After he became powerful, we read that his pride made him unfaithful to God. He overstepped in the temple. Because he was so successful as a King in terms of his relations with other nations and the building up of his own, he thought that should give him the right to do what only the priests should do.
Isn’t that the way? When pride swells, we think our rights swell and we impose ourselves on others. This can create sure conflict with other people, yet when we are talking about the things of God, we find ourselves on dangerous ground.
The Lord commanded that only the priests who were descendants of Aaron serve in the temple to complete the acts of worship and sacrifice before God. Uzziah entered the temple and he was going to burn incense. The priests were incensed (couldn’t resist). They knew the law. The also knew the wrath of God, which could be issued toward Judah for this transgression.
Over 80 priests stepped in and up to action. They followed him in and confronted him with the truth. Not only was his action off-side in terms of the law, it was an act of unfaithfulness before God, which would not be honoured by the Lord. This was a priestly cease and desist order. Uzziah wasn’t listening.
His response was to rage at them until he was interrupted by God’s intervention. Uzziah started to break out with leprosy. He had it until he died, and because of it, he had to live apart from his people and he gave up his throne.
There are lessons here for each of us in terms of our own pride and prideful actions. Be careful what you believe your rights are and check them against God’s will and command.
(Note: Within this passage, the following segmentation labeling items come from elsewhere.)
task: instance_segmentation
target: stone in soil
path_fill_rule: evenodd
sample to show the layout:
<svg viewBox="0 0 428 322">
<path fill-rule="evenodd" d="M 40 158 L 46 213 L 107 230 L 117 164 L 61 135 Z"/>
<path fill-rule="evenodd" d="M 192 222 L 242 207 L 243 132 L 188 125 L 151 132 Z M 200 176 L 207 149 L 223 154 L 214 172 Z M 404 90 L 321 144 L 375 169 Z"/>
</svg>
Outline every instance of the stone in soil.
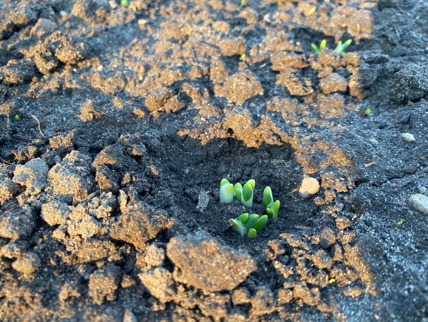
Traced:
<svg viewBox="0 0 428 322">
<path fill-rule="evenodd" d="M 29 277 L 42 265 L 40 257 L 33 252 L 26 253 L 21 258 L 12 263 L 12 267 L 25 277 Z"/>
<path fill-rule="evenodd" d="M 24 186 L 30 195 L 40 194 L 47 185 L 48 165 L 37 158 L 24 165 L 17 165 L 14 172 L 14 182 Z"/>
<path fill-rule="evenodd" d="M 255 75 L 250 71 L 243 71 L 226 78 L 223 86 L 215 85 L 214 92 L 215 96 L 242 105 L 254 96 L 263 95 L 263 88 Z"/>
<path fill-rule="evenodd" d="M 49 171 L 49 188 L 57 199 L 68 203 L 84 200 L 94 186 L 91 158 L 78 151 L 67 154 L 61 163 Z"/>
<path fill-rule="evenodd" d="M 58 25 L 53 21 L 51 21 L 45 18 L 39 18 L 34 27 L 33 27 L 32 32 L 40 38 L 43 35 L 55 32 L 57 28 Z"/>
<path fill-rule="evenodd" d="M 163 267 L 157 267 L 138 277 L 150 294 L 161 303 L 171 301 L 176 296 L 172 274 Z"/>
<path fill-rule="evenodd" d="M 428 94 L 428 65 L 410 64 L 394 75 L 392 96 L 397 101 L 405 103 L 423 98 Z"/>
<path fill-rule="evenodd" d="M 184 103 L 178 99 L 173 92 L 166 88 L 161 88 L 156 92 L 149 94 L 146 98 L 146 107 L 155 117 L 163 113 L 178 111 L 185 107 Z"/>
<path fill-rule="evenodd" d="M 333 231 L 328 228 L 324 228 L 321 233 L 319 245 L 325 249 L 336 243 L 336 235 Z"/>
<path fill-rule="evenodd" d="M 412 195 L 409 198 L 409 206 L 414 210 L 428 214 L 428 197 L 420 193 Z"/>
<path fill-rule="evenodd" d="M 230 290 L 256 270 L 252 258 L 219 244 L 204 232 L 170 240 L 167 256 L 180 274 L 177 282 L 206 292 Z"/>
<path fill-rule="evenodd" d="M 19 185 L 0 173 L 0 205 L 18 193 Z"/>
<path fill-rule="evenodd" d="M 0 67 L 0 74 L 3 74 L 3 82 L 6 84 L 23 84 L 36 75 L 36 66 L 32 60 L 11 60 L 6 66 Z"/>
<path fill-rule="evenodd" d="M 319 183 L 313 177 L 306 177 L 303 179 L 299 188 L 299 194 L 303 199 L 309 199 L 319 190 Z"/>
<path fill-rule="evenodd" d="M 0 111 L 0 144 L 10 138 L 10 120 L 8 115 Z"/>
<path fill-rule="evenodd" d="M 347 218 L 336 218 L 336 226 L 339 230 L 343 230 L 347 229 L 352 224 L 352 222 Z"/>
<path fill-rule="evenodd" d="M 168 230 L 173 220 L 153 209 L 147 209 L 138 203 L 126 206 L 110 230 L 110 236 L 134 245 L 142 250 L 146 243 L 161 231 Z"/>
<path fill-rule="evenodd" d="M 70 212 L 67 204 L 61 201 L 53 201 L 42 206 L 42 218 L 50 226 L 64 223 Z"/>
<path fill-rule="evenodd" d="M 107 266 L 92 273 L 89 277 L 88 291 L 92 303 L 101 305 L 105 299 L 114 301 L 116 298 L 114 293 L 119 287 L 120 277 L 120 269 L 114 265 Z"/>
<path fill-rule="evenodd" d="M 403 133 L 401 134 L 401 138 L 403 141 L 408 142 L 409 143 L 414 143 L 416 142 L 416 139 L 414 138 L 414 136 L 411 133 Z"/>
<path fill-rule="evenodd" d="M 345 77 L 336 73 L 332 73 L 319 81 L 319 87 L 324 94 L 335 92 L 345 92 L 348 88 L 348 83 Z"/>
<path fill-rule="evenodd" d="M 10 209 L 0 214 L 0 237 L 12 240 L 28 238 L 36 221 L 29 210 Z"/>
</svg>

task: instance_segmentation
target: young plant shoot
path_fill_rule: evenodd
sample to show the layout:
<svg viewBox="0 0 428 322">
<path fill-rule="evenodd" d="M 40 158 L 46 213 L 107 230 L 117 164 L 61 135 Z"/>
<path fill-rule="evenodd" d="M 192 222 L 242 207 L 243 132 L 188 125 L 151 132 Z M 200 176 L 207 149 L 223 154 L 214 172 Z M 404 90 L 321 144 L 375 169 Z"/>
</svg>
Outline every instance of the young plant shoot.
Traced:
<svg viewBox="0 0 428 322">
<path fill-rule="evenodd" d="M 265 188 L 263 190 L 263 203 L 267 208 L 269 208 L 273 203 L 273 196 L 272 195 L 272 190 L 269 186 Z"/>
<path fill-rule="evenodd" d="M 242 188 L 241 203 L 245 207 L 252 207 L 253 205 L 253 195 L 256 181 L 254 179 L 248 180 Z"/>
<path fill-rule="evenodd" d="M 336 48 L 334 49 L 334 51 L 336 51 L 339 55 L 345 55 L 345 51 L 347 48 L 348 48 L 348 46 L 349 46 L 351 42 L 352 39 L 348 39 L 343 43 L 342 43 L 341 40 L 339 40 L 339 42 L 337 43 L 337 46 L 336 46 Z"/>
<path fill-rule="evenodd" d="M 317 47 L 315 44 L 310 44 L 310 48 L 312 48 L 312 50 L 314 53 L 315 53 L 317 55 L 319 55 L 323 49 L 325 48 L 326 45 L 327 41 L 325 40 L 325 39 L 323 39 L 323 41 L 321 41 L 319 44 L 319 47 Z"/>
<path fill-rule="evenodd" d="M 223 179 L 220 182 L 220 203 L 230 203 L 233 201 L 233 184 L 227 179 Z"/>
<path fill-rule="evenodd" d="M 280 206 L 281 206 L 281 203 L 279 200 L 273 202 L 272 190 L 269 186 L 267 186 L 263 190 L 263 206 L 266 207 L 266 213 L 267 214 L 267 216 L 273 220 L 276 219 L 278 218 L 278 214 L 280 210 Z"/>
<path fill-rule="evenodd" d="M 278 219 L 278 214 L 280 211 L 280 206 L 281 206 L 281 203 L 279 200 L 277 200 L 272 206 L 266 208 L 266 213 L 267 214 L 267 216 L 272 219 L 276 220 Z"/>
<path fill-rule="evenodd" d="M 235 219 L 229 220 L 232 229 L 237 232 L 241 237 L 245 236 L 249 238 L 255 238 L 257 232 L 261 232 L 266 223 L 267 216 L 258 216 L 256 214 L 242 214 Z"/>
</svg>

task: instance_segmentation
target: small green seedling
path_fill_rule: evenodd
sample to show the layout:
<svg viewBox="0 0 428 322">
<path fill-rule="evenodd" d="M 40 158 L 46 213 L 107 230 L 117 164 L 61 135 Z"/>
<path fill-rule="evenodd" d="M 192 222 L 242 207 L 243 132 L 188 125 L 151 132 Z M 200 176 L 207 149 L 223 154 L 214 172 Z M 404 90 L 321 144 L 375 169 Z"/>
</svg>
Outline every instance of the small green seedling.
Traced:
<svg viewBox="0 0 428 322">
<path fill-rule="evenodd" d="M 254 179 L 248 180 L 242 188 L 241 195 L 241 203 L 245 207 L 252 207 L 253 205 L 253 196 L 256 181 Z"/>
<path fill-rule="evenodd" d="M 223 179 L 220 182 L 220 203 L 230 203 L 233 201 L 233 184 L 227 179 Z"/>
<path fill-rule="evenodd" d="M 273 204 L 273 196 L 271 187 L 267 186 L 263 190 L 263 197 L 262 202 L 267 208 L 270 208 Z"/>
<path fill-rule="evenodd" d="M 346 50 L 347 48 L 348 48 L 348 47 L 349 46 L 349 45 L 351 45 L 351 43 L 352 42 L 352 39 L 348 39 L 347 41 L 345 41 L 345 42 L 342 42 L 341 40 L 339 40 L 339 42 L 337 43 L 337 46 L 336 46 L 336 48 L 334 49 L 334 51 L 336 52 L 337 53 L 338 53 L 339 55 L 345 55 L 345 51 Z"/>
<path fill-rule="evenodd" d="M 263 203 L 266 207 L 266 213 L 267 216 L 271 219 L 276 220 L 278 219 L 278 214 L 280 210 L 281 203 L 279 200 L 273 202 L 273 196 L 271 187 L 267 186 L 263 190 Z"/>
<path fill-rule="evenodd" d="M 276 220 L 278 219 L 278 214 L 280 211 L 280 206 L 281 203 L 279 200 L 277 200 L 271 207 L 266 208 L 267 216 L 272 220 Z"/>
<path fill-rule="evenodd" d="M 317 55 L 319 55 L 321 51 L 323 51 L 323 49 L 325 48 L 326 45 L 327 40 L 325 40 L 325 39 L 323 39 L 319 44 L 319 47 L 317 47 L 315 44 L 310 44 L 310 48 L 312 48 L 312 50 L 314 53 L 315 53 Z"/>
<path fill-rule="evenodd" d="M 257 214 L 242 214 L 235 219 L 229 220 L 229 223 L 233 230 L 238 232 L 241 237 L 245 236 L 249 238 L 255 238 L 257 232 L 261 232 L 266 223 L 267 216 L 258 216 Z"/>
<path fill-rule="evenodd" d="M 245 207 L 251 207 L 253 205 L 253 195 L 254 192 L 254 186 L 256 181 L 250 179 L 247 182 L 243 187 L 240 183 L 235 185 L 235 197 Z"/>
</svg>

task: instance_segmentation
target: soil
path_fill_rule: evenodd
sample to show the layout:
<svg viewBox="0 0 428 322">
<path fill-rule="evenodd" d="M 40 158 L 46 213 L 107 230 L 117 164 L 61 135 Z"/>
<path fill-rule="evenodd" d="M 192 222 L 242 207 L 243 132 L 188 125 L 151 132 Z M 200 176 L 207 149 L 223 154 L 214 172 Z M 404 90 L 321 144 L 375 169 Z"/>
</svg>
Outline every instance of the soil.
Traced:
<svg viewBox="0 0 428 322">
<path fill-rule="evenodd" d="M 0 1 L 0 319 L 428 321 L 428 3 L 120 2 Z"/>
</svg>

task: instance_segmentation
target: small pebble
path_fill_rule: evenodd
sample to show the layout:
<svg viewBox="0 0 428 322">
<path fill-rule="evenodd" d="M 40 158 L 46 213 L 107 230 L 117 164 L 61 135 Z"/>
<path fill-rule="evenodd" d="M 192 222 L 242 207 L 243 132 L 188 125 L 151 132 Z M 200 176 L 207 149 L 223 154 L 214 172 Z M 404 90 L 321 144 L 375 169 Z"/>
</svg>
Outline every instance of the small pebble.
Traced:
<svg viewBox="0 0 428 322">
<path fill-rule="evenodd" d="M 336 219 L 336 227 L 339 230 L 343 230 L 349 227 L 352 223 L 347 218 L 337 218 Z"/>
<path fill-rule="evenodd" d="M 420 193 L 412 195 L 409 198 L 409 206 L 414 210 L 428 214 L 428 197 L 427 196 Z"/>
<path fill-rule="evenodd" d="M 319 190 L 319 183 L 314 177 L 306 177 L 303 179 L 299 189 L 300 197 L 303 199 L 309 199 Z"/>
<path fill-rule="evenodd" d="M 403 133 L 401 134 L 401 138 L 403 141 L 408 142 L 409 143 L 414 143 L 416 142 L 416 138 L 414 138 L 414 136 L 411 133 Z"/>
</svg>

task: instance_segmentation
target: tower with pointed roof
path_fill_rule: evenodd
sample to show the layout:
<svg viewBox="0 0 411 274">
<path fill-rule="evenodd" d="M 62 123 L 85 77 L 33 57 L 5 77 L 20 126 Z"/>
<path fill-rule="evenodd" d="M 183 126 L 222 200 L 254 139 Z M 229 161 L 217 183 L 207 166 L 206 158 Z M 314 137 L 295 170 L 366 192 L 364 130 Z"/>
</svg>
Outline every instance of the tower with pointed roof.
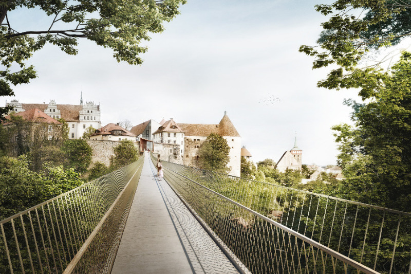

God will not be mocked.
Consider also, what your role is in confronting others who fall into this trap. Will you be willing to step in and up when a leader in your world oversteps? There is personal risk in doing so, yet there can also be high stakes involved if it relates to the ministry of God. We would certainly want the compulsion of the Holy Spirit within us to come forward.
For Uzziah, this was life and death and the demise of his leadership. What’s at stake in your next struggle with pride?